第四話 あのときのことを思い出したよ

「わあああああ!!」

 アラート音とともに、ツバサ君の悲鳴が聞こえて来た。


「シェイド所長!」

「わかっている。今向かう」


 この魔力、ライブラMCC‐062‐24のものか。ツバサ君が魔法を使用したのか? いや、この無秩序な流れは放出しているだけか。とにかく状況確認をしなくては。急いで部屋へ向かい扉を開ける。


「ツバサ君! どうした、何があった!」

 ツバサ君はベッドの上で、もがき苦しんでいる。尋常じゃない魔力が噴き出している。


「所長!」

「近づくな、こんな膨大な魔力、当てられたら気絶するぞ」


 MCC‐062へリファレンス。瞬時に対処魔法を発動。自身の魔力を盾に変換しツバサ君へ近づく。


「ツバサ君、聞こえるか? ツバサ君」

 名前を呼ぶが返事はない。悲鳴が止んだ代わりに自身で首を締め、よだれを垂らしている。


 扉の外で待機している研究員に指示を出す。

「クローズド・サークル000より、MCC‐062‐24によるアルカナム事象発生、魔力の大量放出を確認。本部に救援を要請しろ!」

「了解!」


 さて、どうするか。


 部屋の様子を見る。特に変化はない。変化。ベッドの上に本が何冊か置かれている。フローラが持ち込んだ本だ。もちろん内容は把握している。子供なら知っているであろう一般常識の話だ。これが原因かわからない。が、直近であった変化と言えば、この教育についてだろう。


 物理的な原因ではなさそうか。


 何がきっかけでこうなったのか。数日前のやりとりを思い出す。

『ぼくは、ぼくは、生きたくない。ライブラに返して元通りにしたい……』


 これはツバサ君の意志なのか? いや、これではライブラの体が死んでしまう。ではライブラの意志なのか? 任務レポートを読んだ限り、自死の可能性はないだろう。


 だめだ。今このMCC‐062‐24がどんな状態にあるのか分析中なのに、答えが出るはずがない。


 まずいな、ツバサ君の状態がだんだん悪くなっていく。首を絞めたまま動かなくなった。

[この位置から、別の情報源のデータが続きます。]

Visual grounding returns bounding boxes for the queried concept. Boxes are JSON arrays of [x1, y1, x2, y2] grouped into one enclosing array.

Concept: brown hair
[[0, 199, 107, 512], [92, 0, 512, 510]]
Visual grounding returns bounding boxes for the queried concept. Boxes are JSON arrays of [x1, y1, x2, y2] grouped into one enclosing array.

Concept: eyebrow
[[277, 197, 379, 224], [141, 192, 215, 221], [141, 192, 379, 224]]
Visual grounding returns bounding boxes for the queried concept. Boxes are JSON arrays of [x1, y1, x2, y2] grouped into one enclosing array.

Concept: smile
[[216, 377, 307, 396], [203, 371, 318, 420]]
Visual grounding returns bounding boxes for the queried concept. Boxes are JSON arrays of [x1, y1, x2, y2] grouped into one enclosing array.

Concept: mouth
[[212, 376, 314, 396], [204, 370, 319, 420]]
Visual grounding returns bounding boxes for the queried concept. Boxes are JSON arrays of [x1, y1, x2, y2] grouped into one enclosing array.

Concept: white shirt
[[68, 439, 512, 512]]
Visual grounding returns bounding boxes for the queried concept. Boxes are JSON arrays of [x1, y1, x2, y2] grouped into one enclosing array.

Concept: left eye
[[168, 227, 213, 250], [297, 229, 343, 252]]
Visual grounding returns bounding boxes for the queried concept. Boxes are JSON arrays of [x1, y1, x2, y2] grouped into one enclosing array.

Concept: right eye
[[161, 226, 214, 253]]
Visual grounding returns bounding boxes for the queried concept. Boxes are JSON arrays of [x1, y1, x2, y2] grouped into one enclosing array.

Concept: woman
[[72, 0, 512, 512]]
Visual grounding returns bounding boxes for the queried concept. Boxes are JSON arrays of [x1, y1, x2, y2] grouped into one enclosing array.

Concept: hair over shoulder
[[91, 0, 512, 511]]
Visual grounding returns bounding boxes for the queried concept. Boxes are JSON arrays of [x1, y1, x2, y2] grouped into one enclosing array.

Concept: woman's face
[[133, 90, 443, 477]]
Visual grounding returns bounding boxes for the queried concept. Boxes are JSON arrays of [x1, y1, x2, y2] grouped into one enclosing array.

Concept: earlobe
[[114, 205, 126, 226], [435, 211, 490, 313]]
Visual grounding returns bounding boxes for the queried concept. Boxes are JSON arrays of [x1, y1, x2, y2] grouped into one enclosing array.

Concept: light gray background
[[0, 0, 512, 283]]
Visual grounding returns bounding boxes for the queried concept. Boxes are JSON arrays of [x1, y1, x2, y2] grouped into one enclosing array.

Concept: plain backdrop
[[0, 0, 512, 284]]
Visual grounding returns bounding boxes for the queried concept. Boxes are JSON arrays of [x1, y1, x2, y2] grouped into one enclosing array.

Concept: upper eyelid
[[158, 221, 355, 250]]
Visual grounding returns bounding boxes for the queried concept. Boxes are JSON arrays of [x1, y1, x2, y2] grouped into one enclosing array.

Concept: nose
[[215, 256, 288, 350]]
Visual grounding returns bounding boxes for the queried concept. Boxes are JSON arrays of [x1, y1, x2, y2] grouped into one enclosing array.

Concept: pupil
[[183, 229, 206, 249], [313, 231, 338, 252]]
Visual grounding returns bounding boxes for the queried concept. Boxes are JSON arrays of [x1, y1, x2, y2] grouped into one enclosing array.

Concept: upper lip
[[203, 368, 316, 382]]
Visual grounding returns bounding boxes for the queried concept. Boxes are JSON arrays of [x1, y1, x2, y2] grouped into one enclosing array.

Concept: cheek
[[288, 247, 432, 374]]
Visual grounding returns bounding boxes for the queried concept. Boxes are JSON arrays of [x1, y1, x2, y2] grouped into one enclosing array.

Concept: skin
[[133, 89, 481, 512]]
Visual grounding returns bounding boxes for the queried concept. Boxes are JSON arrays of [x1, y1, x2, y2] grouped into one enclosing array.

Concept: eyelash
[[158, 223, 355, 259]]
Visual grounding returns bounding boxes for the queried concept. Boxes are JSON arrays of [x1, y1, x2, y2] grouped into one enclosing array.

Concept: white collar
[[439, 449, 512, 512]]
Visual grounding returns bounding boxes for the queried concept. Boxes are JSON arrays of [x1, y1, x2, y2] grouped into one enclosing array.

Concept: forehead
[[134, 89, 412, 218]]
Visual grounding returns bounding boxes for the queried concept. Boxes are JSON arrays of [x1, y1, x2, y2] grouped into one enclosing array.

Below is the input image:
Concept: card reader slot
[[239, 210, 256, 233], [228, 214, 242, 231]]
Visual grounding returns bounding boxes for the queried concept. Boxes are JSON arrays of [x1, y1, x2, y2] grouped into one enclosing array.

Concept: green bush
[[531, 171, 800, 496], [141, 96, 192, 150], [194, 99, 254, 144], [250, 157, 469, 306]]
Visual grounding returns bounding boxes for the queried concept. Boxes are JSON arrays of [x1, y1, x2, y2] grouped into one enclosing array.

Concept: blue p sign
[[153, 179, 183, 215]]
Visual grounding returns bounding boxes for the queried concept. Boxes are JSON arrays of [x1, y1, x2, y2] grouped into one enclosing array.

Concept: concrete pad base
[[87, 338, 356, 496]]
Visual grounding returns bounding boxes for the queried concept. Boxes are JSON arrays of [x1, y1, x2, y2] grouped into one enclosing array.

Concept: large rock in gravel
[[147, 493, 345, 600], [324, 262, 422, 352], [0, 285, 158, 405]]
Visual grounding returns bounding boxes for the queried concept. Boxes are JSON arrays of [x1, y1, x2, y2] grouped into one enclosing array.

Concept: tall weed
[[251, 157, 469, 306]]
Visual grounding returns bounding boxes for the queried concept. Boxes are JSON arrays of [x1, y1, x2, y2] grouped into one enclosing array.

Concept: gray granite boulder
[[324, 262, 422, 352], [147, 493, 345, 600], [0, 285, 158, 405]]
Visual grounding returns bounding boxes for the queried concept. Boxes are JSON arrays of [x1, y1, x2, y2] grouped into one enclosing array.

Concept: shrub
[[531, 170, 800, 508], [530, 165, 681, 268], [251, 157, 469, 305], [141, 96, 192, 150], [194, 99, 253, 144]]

 もうこの個体はだめか。任務から五体満足で帰還しただけ幸運だったか……。


「……くそっ、アルカナムに情を抱くなんて、研究員失格だな」

 本部からの救援はまだか。盾を張っているのでツバサ君に直接触れられない。どうする。ライブラMCC‐062‐24の魔力構成は、俺に似せるようかけ合わせてある。少なからず耐性があるはずだ。一か八か。


 ……ツバサ君もライブラも死なせない。


 盾を取っ払う。大量の魔力を浴び、体が硬直する。

「ぐっ!」


 MCC‐062へリファレンス。やはり気付け薬程度の魔法しかないか。無いよりマシだ。魔法を発動する。


 首を絞めている手を離そうとするが離れない。なんて力だ。二種類の魔法を同時にかけ続けるのは至難の業だ。ゆっくりゆっくり、自分へ気付けの魔法をかけつつ、ツバサ君へ回復魔法をかける。少しずつだか手が緩んできた。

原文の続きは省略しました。